Entretien de Michel Bauwens : les accès publics Internet et politiques publiques TI en Thaïlande

Chiang Mai – Thaïlande
par Valérie Dagrain 20 juin 2008


Présentation

  • Installé depuis 2002 en Thaïlande, Michel Bauwens est un
    ancien entrepreneur Internet et spécialiste en gestion des connaissances (KM, Knowledge Management) pour la société civile.
    Michel intervient lors de séminaires et de conférences pour aider les personnes à concevoir qu’ils peuvent créer de la valeur par le biais de ’communautes productives’, c.a.d. sans l’état et le marché, sans être dépendant du modèle actuel de propriété intellectuelle et proposer la pratique d’"open business model".
  • M.B : "L’innovation est devenue sociale, une propriété émergeante des réseaux sociaux plutôt qu’un processus qui se passe à l’interieur des institutions."

Vous participez au développement de la « Foundation for P2P Alternatives ». Pouvez-vous nous présenter cette organisation et son rôle ?

  • M.B : « Mes activités principales consistent à la création d’un réseau de recherche collective sur les phénomènes p2p. Ce groupe comprend des personnes situées dans le monde entier et tous les continents sont représentés sauf l’Afrique pour l’instant.
  • Le but de ce réseau est de créer une base de connaissance sur le P2P. Ce système d’auto-agrégation, possible par le biais de la technologie, crée des projets de production de valeurs en commun : production entre pair, gouvernance entre pair et propriété entre pair. On peut travailler ensemble, par le biais de processus inclusifs plutôt qu’exclusifs, c’est une matière ouverte de travailler où chacun peut participer."

Vous êtes installés depuis 5 ans en Thaïlande. Quels sont les types de services dans les espaces informatiques et Internet que vous avez rencontré ?

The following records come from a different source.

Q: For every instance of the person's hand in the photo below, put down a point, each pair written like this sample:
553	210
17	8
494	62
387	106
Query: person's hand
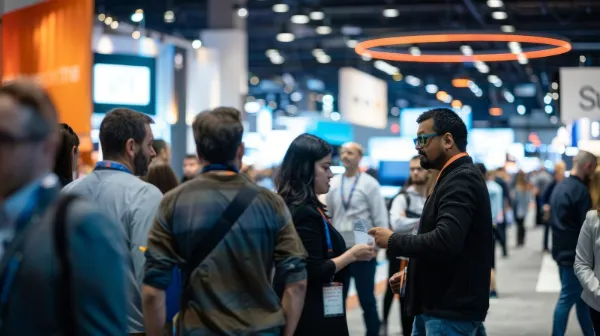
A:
381	235
396	282
362	252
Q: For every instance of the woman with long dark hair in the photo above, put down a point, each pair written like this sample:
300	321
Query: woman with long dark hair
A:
67	155
304	174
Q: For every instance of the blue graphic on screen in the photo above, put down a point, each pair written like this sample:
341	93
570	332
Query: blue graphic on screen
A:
335	133
393	173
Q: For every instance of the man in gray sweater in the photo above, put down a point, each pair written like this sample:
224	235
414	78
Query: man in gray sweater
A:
82	292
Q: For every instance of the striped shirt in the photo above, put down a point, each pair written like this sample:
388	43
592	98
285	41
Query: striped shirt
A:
232	289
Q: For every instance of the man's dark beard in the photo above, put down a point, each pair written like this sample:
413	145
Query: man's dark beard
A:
140	163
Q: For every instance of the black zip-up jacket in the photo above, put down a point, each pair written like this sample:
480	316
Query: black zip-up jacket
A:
451	257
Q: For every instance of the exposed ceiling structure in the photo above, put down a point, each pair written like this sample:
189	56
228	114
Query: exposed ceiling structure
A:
344	22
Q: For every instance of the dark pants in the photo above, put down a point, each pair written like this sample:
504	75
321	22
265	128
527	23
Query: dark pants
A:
570	294
500	237
363	273
520	231
595	315
405	320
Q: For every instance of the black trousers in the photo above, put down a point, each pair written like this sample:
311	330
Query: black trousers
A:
520	231
595	315
405	320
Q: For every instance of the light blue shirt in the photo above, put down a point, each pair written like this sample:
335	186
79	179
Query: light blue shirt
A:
496	202
133	204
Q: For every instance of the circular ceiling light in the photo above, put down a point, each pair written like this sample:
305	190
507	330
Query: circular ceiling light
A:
299	19
555	46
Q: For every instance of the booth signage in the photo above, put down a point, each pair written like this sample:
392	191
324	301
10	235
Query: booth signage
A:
579	93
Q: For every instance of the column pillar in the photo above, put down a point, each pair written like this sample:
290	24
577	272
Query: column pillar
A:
228	37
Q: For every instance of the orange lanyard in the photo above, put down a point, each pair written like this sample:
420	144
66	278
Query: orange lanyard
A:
452	159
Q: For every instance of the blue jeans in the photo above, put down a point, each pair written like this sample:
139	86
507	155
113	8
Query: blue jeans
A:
363	273
570	294
432	326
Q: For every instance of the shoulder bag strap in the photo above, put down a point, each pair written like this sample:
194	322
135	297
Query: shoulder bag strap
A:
208	243
64	297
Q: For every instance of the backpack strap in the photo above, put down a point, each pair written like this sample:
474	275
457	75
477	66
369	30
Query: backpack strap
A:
65	298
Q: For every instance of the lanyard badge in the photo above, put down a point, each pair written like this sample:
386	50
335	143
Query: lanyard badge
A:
344	203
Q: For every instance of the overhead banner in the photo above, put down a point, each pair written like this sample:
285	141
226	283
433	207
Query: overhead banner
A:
52	42
362	98
579	93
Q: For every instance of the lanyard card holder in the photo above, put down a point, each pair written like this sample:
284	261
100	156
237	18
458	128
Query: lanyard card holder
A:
333	299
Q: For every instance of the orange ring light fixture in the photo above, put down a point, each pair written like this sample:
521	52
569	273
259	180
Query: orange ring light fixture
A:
555	46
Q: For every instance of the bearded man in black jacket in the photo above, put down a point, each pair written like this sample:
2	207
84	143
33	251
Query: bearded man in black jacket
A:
447	281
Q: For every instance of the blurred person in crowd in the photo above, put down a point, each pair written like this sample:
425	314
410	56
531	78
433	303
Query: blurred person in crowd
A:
305	173
353	196
63	267
163	152
126	140
191	167
454	244
587	264
559	175
162	176
522	197
227	234
405	214
496	205
569	204
540	181
67	155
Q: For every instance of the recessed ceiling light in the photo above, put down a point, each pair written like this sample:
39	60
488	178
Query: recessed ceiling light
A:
317	15
499	15
495	3
391	12
323	30
299	19
285	37
281	8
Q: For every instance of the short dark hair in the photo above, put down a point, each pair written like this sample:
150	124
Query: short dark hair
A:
43	118
481	168
120	125
447	121
218	134
63	163
296	176
159	145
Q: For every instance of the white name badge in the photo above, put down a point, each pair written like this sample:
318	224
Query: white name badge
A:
333	299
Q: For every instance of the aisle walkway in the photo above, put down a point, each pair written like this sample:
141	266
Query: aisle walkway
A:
528	286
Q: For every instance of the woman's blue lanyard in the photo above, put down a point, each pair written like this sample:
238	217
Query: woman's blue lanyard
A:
111	165
344	203
327	235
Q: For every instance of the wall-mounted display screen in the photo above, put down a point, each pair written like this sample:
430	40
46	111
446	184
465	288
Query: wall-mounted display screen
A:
124	81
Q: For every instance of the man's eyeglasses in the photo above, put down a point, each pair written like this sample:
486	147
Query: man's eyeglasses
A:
421	140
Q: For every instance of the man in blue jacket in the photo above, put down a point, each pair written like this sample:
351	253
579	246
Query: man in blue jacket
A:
451	256
569	203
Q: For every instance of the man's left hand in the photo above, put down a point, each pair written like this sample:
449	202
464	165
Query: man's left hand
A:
381	235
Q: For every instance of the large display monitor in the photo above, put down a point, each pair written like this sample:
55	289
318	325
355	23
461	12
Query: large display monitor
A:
124	81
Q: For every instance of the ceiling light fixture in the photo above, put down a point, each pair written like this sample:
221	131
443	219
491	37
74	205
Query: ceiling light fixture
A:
138	16
317	15
495	3
499	15
281	8
507	29
300	19
169	17
555	46
391	12
323	30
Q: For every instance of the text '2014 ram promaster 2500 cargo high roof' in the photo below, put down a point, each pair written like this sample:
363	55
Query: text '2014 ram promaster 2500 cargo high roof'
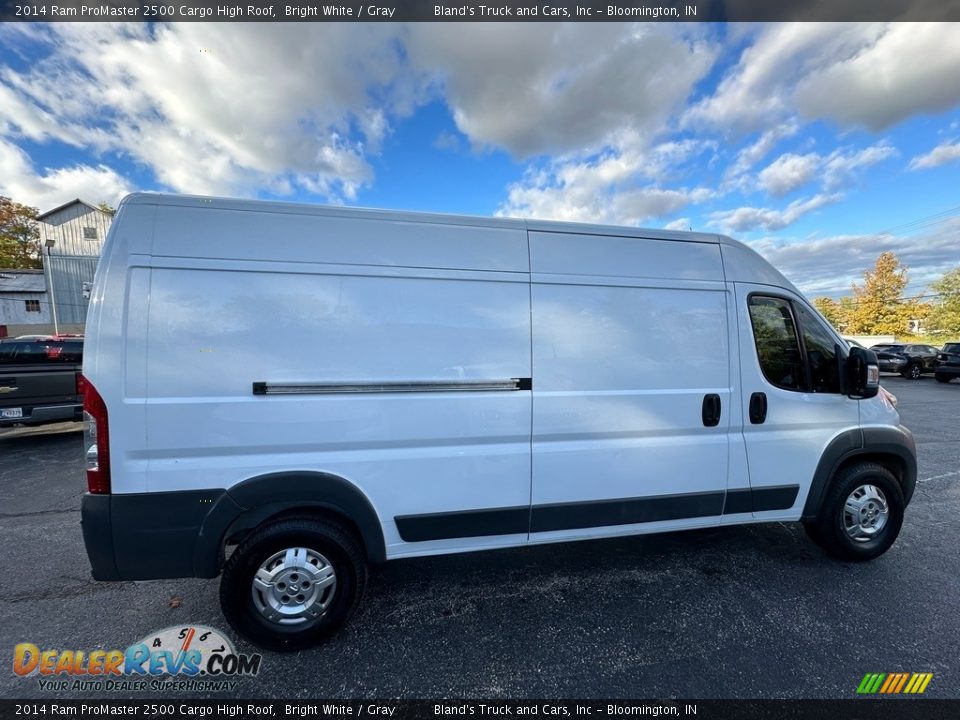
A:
284	393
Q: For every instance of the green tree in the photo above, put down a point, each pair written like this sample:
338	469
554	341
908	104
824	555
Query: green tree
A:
943	319
879	307
832	311
19	235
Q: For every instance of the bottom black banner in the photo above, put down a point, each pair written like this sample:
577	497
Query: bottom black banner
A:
886	709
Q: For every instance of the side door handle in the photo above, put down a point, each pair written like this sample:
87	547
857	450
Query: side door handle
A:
758	408
711	410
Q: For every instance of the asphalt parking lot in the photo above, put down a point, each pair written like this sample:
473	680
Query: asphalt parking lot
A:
754	611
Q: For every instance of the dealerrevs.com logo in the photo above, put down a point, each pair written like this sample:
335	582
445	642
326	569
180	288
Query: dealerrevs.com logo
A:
192	658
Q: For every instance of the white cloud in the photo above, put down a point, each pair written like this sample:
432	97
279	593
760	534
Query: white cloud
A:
618	186
736	175
744	219
875	87
788	172
927	257
447	141
942	154
835	171
216	108
50	188
840	167
559	88
855	74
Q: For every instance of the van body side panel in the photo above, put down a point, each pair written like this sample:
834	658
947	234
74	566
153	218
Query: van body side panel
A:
235	322
621	367
204	232
115	342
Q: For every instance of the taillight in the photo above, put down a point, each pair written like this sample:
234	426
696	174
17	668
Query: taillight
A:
96	439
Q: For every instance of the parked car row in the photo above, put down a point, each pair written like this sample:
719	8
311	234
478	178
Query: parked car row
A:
914	360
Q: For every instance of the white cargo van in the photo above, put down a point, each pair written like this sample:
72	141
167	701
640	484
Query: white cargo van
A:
285	393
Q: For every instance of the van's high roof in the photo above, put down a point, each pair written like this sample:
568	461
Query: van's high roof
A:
185	237
271	206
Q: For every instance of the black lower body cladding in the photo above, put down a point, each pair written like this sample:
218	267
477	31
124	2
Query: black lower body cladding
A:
146	536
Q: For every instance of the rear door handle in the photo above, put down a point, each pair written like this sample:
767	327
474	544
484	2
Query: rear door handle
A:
711	410
758	408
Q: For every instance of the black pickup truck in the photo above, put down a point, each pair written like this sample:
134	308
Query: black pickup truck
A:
40	380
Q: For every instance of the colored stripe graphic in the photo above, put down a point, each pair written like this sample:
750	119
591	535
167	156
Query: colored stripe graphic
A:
894	683
870	683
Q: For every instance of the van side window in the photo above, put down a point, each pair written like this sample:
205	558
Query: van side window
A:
821	353
778	347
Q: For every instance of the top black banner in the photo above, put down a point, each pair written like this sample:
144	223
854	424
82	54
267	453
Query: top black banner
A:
317	11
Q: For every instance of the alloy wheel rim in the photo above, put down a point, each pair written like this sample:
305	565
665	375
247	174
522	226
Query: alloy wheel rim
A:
865	513
294	586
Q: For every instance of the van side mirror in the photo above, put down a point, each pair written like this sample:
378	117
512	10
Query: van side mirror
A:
863	374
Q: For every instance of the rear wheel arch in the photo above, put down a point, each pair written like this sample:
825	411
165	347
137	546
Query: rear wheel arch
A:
273	497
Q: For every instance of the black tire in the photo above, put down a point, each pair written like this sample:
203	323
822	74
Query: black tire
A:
830	523
813	532
912	371
331	539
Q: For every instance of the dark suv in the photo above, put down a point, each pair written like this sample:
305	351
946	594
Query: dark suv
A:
947	365
911	361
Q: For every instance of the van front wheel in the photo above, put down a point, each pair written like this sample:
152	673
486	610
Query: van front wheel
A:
862	513
291	583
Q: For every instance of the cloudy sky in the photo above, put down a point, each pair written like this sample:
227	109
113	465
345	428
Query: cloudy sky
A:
820	145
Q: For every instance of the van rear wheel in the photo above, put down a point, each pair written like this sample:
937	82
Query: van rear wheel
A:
862	513
291	583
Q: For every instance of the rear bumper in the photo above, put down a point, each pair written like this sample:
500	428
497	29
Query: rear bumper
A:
149	536
46	414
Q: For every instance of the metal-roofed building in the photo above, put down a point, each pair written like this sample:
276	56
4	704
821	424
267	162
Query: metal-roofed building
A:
23	300
71	237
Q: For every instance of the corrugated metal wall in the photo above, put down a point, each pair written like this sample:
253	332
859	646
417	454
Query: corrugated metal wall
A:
69	274
78	232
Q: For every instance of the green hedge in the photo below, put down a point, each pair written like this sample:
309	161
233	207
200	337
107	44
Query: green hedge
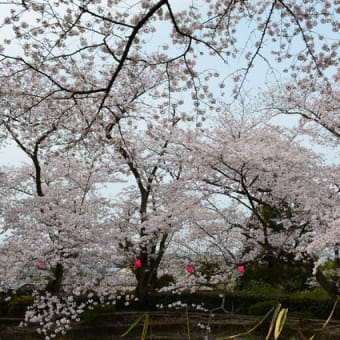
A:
307	304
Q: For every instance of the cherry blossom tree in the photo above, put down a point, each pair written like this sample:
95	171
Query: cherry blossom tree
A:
156	206
290	195
84	50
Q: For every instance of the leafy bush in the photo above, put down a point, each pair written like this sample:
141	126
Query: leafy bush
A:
262	307
17	305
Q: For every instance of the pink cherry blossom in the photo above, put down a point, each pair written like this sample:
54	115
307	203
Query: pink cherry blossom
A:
40	263
138	263
189	269
241	268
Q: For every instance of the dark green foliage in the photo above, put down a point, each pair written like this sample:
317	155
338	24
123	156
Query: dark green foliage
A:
279	271
261	307
165	281
17	306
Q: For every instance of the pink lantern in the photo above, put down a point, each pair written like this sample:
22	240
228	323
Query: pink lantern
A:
241	268
40	263
189	269
137	263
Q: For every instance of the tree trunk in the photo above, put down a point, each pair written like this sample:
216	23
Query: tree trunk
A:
54	285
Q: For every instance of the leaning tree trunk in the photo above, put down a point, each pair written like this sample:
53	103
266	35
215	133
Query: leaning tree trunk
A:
54	284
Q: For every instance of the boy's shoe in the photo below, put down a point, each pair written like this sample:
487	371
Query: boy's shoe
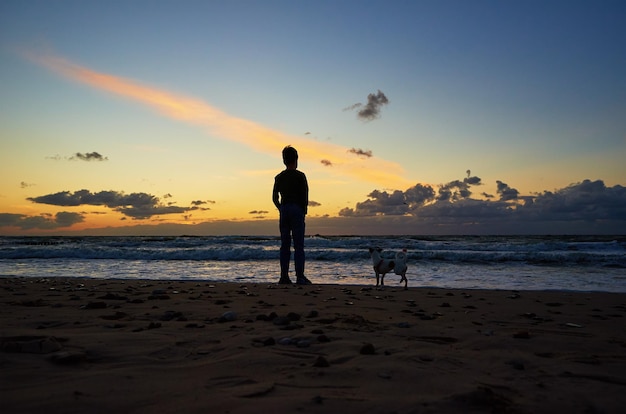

  • M.B : « Je dirais qu’il y a essentiellement des cybercafés. Internet est un phénomène citadin : il y a des centaines de cybercafés à Bangkog et à Chiang Mai. En fonction du débit, du confort et de la nationalité 1H d’internet coûte entre 10 et 30 bath (ndr : entre 20 et 60 centimes d’euro).
  • Internet sur le territoire : « Internet est l’outil d’une minorité (surtout les classes moyennes, bien que les cybercafés soit accessibles à beaucoup de jeunes des strates plus pauvres, à condition qu’ils vivent en ville) et les services d’accès sont rarement desservis dans les campagnes. Dans les campagnes ce sont surtout les ONG qui font le lien. John Hawker, un ami à Bangkok s’occupe d’une ONG Telecentre, avec une connection satellite, pour délivrer des cours en Thaïlandais dans les campagnes, pour pallier au manque d’accès à Internet".
  • Des activités essentiellement centrées sur le jeux et la relationalité :
    Pour les jeux, « c’est actuellement Ragnarok qui avec plus de 1.000.000 de joueurs et developpé en Corée à un grand succès auprès des jeunes Thaïs.
    Relationalité et diversité des outils de communication : « Les jeunes filles ont leurs blogs. Il y a un véritable engouement des jeunes filles aussi pour les réseaux sociaux. Il y a plus de blogs en Asie qu’en Europe et une étude a Shangai a demontré que la majorité des travaillers en cols blanc utilisaient des blogs. Il faut comprendre que dans une société hiérarchique, la place prise dans la société est déterminée par le statut et le contrôle social est fort. Le blog joue alors un rôle de libération de l’individu par rapport au groupe, un moyen de dépasser certaines limites, une révolution identitaire. Cela permet aux jeunes d’avoir une vie autonome. Ils utilisent les blogs pour faire du « dating » et l’utilisent de façon anonyme vis à vis de la famille. Le téléphone mobile est aussi très important. »
  • Relationnel et cognitif : « Les thaïlandais sont des personnes très souriantes et réservées. C’est une société hédoniste, une culture de la joie de vivre. La composante affective, le relationnel, la famille, les amis sont très importants. C’est pourquoi dans les cybercafés, durant les parties de jeux vidéos les émotions et l’aspect collectif ressortent. L’usage de l’Internet en Thaïlande a reproduit le relationnel plus que le cognitif. »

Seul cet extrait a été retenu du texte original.